Air merupakan komponen yang paling penting dalam pembuatan krim dan skin lotion. Air merupakan bahan pelarut dan bahan baku yang tidak berbahaya dibading bahan baku lainnya, tetapi sir memiliki sifat korosif. Air yang digunakan dalam produk kosmetik harus dimurnikan terlebih dahulu.
3.      Emulsifier
Emulsifier atau pengemulsi yang umum digunakan dalam pembuatan lotion adalah terietolamin stearat dan oleat. Selain itu asam sterat juga dapat digunakan dalam formulasi sesuai dengan sifatnya yang dapat menghasilkan kilauan yang khas pada produk lotion (Wilkinson et al.,1962). Menurut Barnet (1962) gliseril mono stearat dengan polietilen glikol 400 efektif digunakan sebagai bahan pengental dan penstabil pada konsentrasi rendah. Konsentrasi yang berlebih pada pengggunaan bahan-bahan ini harus dihindarkan karena akan membentuk gel pada lotion.
4.      Humektan
Humektan merupakan zat yang melindungi emulsi dari pengeringan. Humektan ditambahkan pada produk lotion terutama pada produk dengan menggunakan tipe emulsi minyak dalam air (o/w) untuk mengurangi kekeringan ketika produk disimpan dalam suhu ruang (Schmitt,1996). Gliserin merupakan humektan yang paling baik digunakan dalam pembuatan lotion. Penggunaan gliserin akan menghasilkan lotion dengan karakteristik skin lotion yang terbaik dengan komposisi dalam formula berkisar 3-10%. Menurut Barnett (1962), gliserin berfungsi sebagai penarik, penahan dan penyimpan air, dan penyuplai sumber air pada celah lapisan cornified di permukaan kulit.
5.      Emolient
Emolient merupakan zat yang mampu melunakkan kulit. Apabila digunakan pada lapisan kulit yang keras dan kering akan mempengaruhi kelembutan kulit dengan adanya hidrasi ulang (Schmitt, 1996). Emolient harus memiliki titik cair yang lebih tinggi dari suhu kulit, sehingga apabila lotion dioleskan pada kulit akan menimbulkan rasa nyaman, kering, dan tidak berminyak. Cetil alkohol adalah emolient yang paling baik dan juga bisa berfungsi sebagai bahan pengental dengan komposisi berkisar 1-3% pada formulasi produk.
6.    Bahan Pengental
Bahan pengental digunakan untuk mengatur kekentalan dan mempertahankan kestabilan produk. Bahan pengental digunakan untuk mengatur kekentalan dan mempertahankan kestabilan produk. Bahan pengental berfungi sebagai pengikat fasa air dan fasa minyak yang terkait dengan Hidrophyile Lipophyile Balance. Selain itu bahan pengental yang digunakan dalam pembuatan lotion bertujuan untuk mencegah terpisahnya partikel dan emulsi (Strianse,1996). Menurut Shmitt (1996), pengental polimer seperti gumpalan alami, turunan selulosa dan karbomer lebih sering digunakan dalam emulsi dibandingkan dalam formulasi berbasis surfaktan.

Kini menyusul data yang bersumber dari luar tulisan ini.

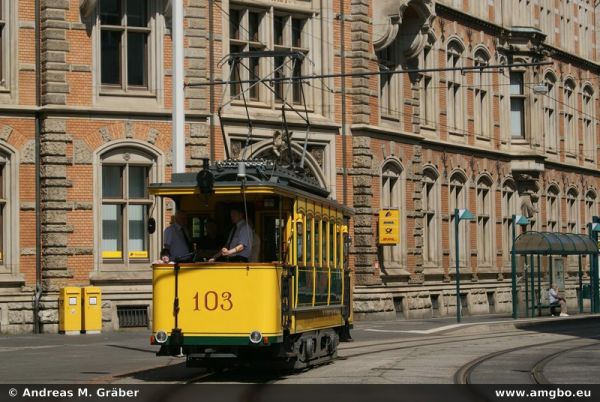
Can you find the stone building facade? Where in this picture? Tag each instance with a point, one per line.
(88, 111)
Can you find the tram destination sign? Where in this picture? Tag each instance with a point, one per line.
(389, 226)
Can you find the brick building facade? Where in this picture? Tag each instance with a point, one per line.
(85, 125)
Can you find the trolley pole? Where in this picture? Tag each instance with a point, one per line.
(459, 214)
(595, 296)
(457, 260)
(513, 269)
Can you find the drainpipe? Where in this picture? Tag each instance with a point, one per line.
(211, 74)
(178, 88)
(38, 131)
(344, 140)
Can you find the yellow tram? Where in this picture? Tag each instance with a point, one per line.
(291, 302)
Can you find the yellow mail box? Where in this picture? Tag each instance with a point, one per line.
(69, 311)
(389, 226)
(91, 320)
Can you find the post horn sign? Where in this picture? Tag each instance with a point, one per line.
(389, 226)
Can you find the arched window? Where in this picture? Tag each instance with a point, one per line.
(572, 211)
(482, 100)
(589, 127)
(458, 200)
(510, 205)
(570, 119)
(484, 221)
(125, 205)
(552, 210)
(431, 217)
(9, 224)
(550, 110)
(591, 206)
(392, 197)
(455, 100)
(390, 85)
(428, 100)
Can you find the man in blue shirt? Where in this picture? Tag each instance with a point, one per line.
(176, 238)
(239, 244)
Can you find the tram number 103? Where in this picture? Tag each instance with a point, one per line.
(211, 301)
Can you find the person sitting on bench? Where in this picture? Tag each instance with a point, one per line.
(555, 300)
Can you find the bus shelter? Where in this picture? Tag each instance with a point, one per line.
(548, 244)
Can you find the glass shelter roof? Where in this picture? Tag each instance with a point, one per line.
(551, 243)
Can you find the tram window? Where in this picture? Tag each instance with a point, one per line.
(317, 243)
(271, 233)
(300, 242)
(324, 243)
(309, 244)
(340, 248)
(331, 244)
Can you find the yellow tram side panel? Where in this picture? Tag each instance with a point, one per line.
(219, 300)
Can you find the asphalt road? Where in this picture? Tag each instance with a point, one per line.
(391, 352)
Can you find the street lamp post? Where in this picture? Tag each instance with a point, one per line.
(593, 229)
(517, 220)
(459, 214)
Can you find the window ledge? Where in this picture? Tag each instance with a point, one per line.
(127, 94)
(9, 279)
(122, 276)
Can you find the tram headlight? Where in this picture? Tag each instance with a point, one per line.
(161, 336)
(255, 337)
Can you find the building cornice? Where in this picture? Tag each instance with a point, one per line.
(387, 134)
(533, 33)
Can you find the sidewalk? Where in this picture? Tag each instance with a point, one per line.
(373, 330)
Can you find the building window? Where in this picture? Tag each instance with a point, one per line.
(391, 197)
(455, 102)
(249, 31)
(591, 208)
(246, 35)
(390, 87)
(572, 212)
(509, 208)
(482, 102)
(549, 105)
(9, 224)
(428, 91)
(431, 227)
(125, 206)
(3, 37)
(571, 135)
(517, 106)
(124, 41)
(589, 127)
(3, 208)
(547, 20)
(484, 221)
(552, 210)
(458, 200)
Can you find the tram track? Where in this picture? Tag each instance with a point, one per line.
(464, 374)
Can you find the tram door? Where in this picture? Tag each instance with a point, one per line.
(272, 230)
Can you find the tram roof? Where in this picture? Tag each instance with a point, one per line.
(227, 184)
(551, 243)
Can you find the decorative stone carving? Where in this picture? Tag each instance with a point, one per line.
(410, 19)
(105, 133)
(5, 133)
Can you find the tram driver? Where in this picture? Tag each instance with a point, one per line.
(239, 243)
(177, 240)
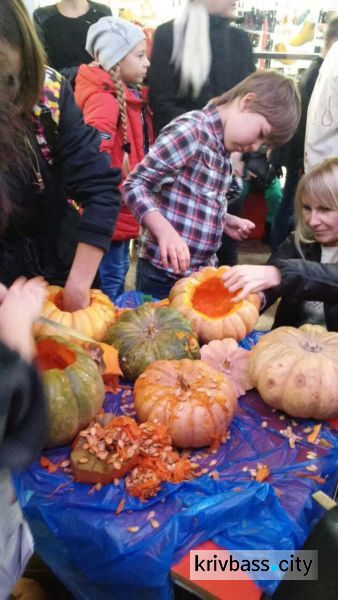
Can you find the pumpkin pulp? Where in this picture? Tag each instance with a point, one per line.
(212, 299)
(53, 355)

Selain polimer, bahan pengental dengan berat molekul tinggi juga dapat digunakan pada pembuatan skin lotion seperti polietilen glikol 6000 distearat atau polietilen glikol 120 metil glukosa. Keuntungan menggunakan bahan pengental tersebut adalah stabil terhadap hidrolisis pada suhu tinggi atau pada kondisi pH yang sangat ekstrim. Efek samping bahan pengental dengan berat molekul tinggi adalah bahan-bahan ini mempengaruhi sifat-sifat alir bahan yang menyebabkan meningkatnya aliran Newtonian. Sedangkan sistem yang terkentalkan oleh garam atau polimer menunjukkan sifat aliryang pseudoplastik (Schmitt, 1996). Penggunaan bahan pengental dalam pembuatan skin lotion adalah lebih rendah 2,5%.
7.    Zat Pewangi
Minyak parfum yang digunakan spesifik dalam hal jenis, dosis pemakaian, dan persyaratan lainnya terutama yang berkaitan dengan pengaruh iritasi dan sesnsitifitas terhadap kulit, serta hubungannya dalam formula kosmetik. Jumlah parfum yang ditambkan harus serendah mungik, yaitu berkisar 0,1%-0,5%. Pada proses pembuatan lotion, pewangi dicampurkan ke dalam lotion pada suhu 35oC agar tidak merusak emulsi yang tela terbentuk (Schueller et al,1999).
8.      Bahan Pengawet
Dalam pembuatan skin lotion biasanya ditambahkan bahan pengawet agar mikroba tidak tumbuh karena pengawet bersifat anti mikroba. Menurut Schmitt (1996), pengawet digunakan sebesar 0,1-0,2%, contohnya metil paraben.
Dari kedelapan macam bahan yang terdapat di atas, maka bahan yang digunakan dalam pembuatan skin lotion meliputi polietilen glikol monooleta (HLB12,2),  trietol amin, cetil alkohol, VCO, gliserin, air destilasi, metil paraben, selulosa, chitosan, 3-kloro 2-hidroksipropiltrimetil amonium klorida, iso propanol, propilen glikol, dan sodium hidroksida.
·         Cara Pembuatan
o   Pembuatan Sistem Emulsi
Pembuatan sistem emulsi tipe minyak dalam air menggunakan perbandingan fasa internal/ fasa terdispersi sekitar 20% dan fasa eksternal/fasa pendispersi 80% dengan formulasi sebagai berikut: fase minyak (surfaktan 4%, cetil alkohol 1%, asam stearat 2%, minyak VCO 13%), fase air (metil paraben 0,1%, trietanolamin 0,1%, propilen glikol 2%, air destilasi 77,8%)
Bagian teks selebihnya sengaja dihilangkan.